The country’s chief executive has been in hot water the past weeks on allegations of fraud when tapes of her alleged wiretapped conversations with Commission on Election (Comelec) Commissioner Virgilio Garcillano surfaced June 6. The conversation allegedly occurred during the canvassing of votes in June last year with the president’s voice captured telling the election official to ensure her a one-million-vote lead over closest rival, Fernando Poe Jr., an actor-turned-politician, now deceased.
“Matanda na ako, hindi na ako dapat naglalakad ng ganito” (I’m too old, I should not be marching like this) Manong (old man) Juanito said. “Pero kaya ko pa naman” (But I can still manage), he added as the march was about to start.
Manong Juanito was at the Sto. Domingo Church 12 noon and took a quick lunch in his grandson’s house in a nearby street. He went back to the crowd before Fr. Joe Dizon, initiator of the election watchdog Patriots, would lead an ecumenical mass atop of a 10-by-10 flat truck that served as the protest action’s mobile stage. Dizon, an activist-priest, started his involvement in the mass movement during martial law.
Wearing an old kurduroy hat, brown pants, rubber slippers and a white shirt printed with an almost faded face of Poe, Manong Juanito said this is his third time to join a campaign to oust a Philippine president. The first was in 1986 when a people’s uprising overthrew the Marcos dictatorship and the second was in 2001 when the people ousted Joseph Estrada from Malacañang on allegations of corruption and involvement in the illegal numbers game, jueteng.
A native of San Carlos, Pangasinan, he said he was a distant relative of Poe who hailed from the same town. Asked why Macapagal-Arroyo should heed the people’s call for her to step down, he said the president has done nothing to alleviate the poverty of the masses. “Lalo pa tayong naghihirap ngayon” (We’re getting more miserable these days), he said.

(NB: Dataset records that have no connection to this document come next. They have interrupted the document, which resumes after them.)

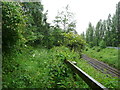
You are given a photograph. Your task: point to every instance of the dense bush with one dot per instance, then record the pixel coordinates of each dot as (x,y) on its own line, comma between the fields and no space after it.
(40,68)
(13,22)
(74,41)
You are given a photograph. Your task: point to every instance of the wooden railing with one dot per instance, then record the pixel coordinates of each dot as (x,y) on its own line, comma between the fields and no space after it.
(88,79)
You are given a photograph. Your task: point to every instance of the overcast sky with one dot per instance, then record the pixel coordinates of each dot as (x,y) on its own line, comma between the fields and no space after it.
(85,10)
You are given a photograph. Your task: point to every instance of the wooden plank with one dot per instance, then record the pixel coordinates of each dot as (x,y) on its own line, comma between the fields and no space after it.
(88,79)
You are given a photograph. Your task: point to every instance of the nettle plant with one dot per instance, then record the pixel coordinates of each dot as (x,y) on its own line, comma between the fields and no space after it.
(13,22)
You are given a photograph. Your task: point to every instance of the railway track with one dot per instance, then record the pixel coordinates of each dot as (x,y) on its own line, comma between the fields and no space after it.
(104,68)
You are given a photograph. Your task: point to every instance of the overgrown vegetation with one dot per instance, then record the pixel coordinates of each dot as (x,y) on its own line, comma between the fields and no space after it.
(31,58)
(107,55)
(40,68)
(34,51)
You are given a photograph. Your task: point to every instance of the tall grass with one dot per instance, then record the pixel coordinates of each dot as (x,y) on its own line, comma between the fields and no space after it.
(40,68)
(107,55)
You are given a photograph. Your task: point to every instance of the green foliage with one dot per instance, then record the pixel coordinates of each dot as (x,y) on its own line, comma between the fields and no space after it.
(106,30)
(102,44)
(74,41)
(13,22)
(40,68)
(107,55)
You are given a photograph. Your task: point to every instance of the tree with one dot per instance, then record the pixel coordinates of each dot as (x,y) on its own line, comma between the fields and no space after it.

As the emcee signaled the start of the march to Liwasang Bonifacio (LB) in Manila – about 3 kms away – the now famous “Hello, Garci” mobile phone ring tones started to play over the giant sound systems. There were around nine versions of the tones played throughout the march, the most notable of which was that with a Michael Jackson song entitled “Smooth Criminal” as background music.
“Hanay lang tayo mga kasama, sampu-sampu!” (Let’s line up, comrades, 10 in a row). As the rally marshals instructed the crowd to close their ranks, Mang Juanito tried to find his companions and slowly melted into the crowd that has swelled to more than 20,000.
Among the veterans in the crowd were Margarita Seta, 83, and Juanita Sason, 76, both from a Bayan Muna (People First, a party-list group) community in Camarin, Novaliches. Shielding themselves from the heat of the sun with an umbrella, the two old women tried to run to keep pace with the march. Aling Nely, 49, a neighbor and Bayan Muna member, played nanny to the two. “Kelangan alalayan, baka sila madapa” (I should lend them a hand lest they fall on their knees), she said, to which Aling (old woman) Juanita replied, “Di bale, sanay naman. Nandun din kami nuon sa Edsa” (Never mind, we’re used to this. We were in Edsa) – referring to Epifanio delos Santos Avenue where the people gathered for the people’s uprising in 1986 and 2001.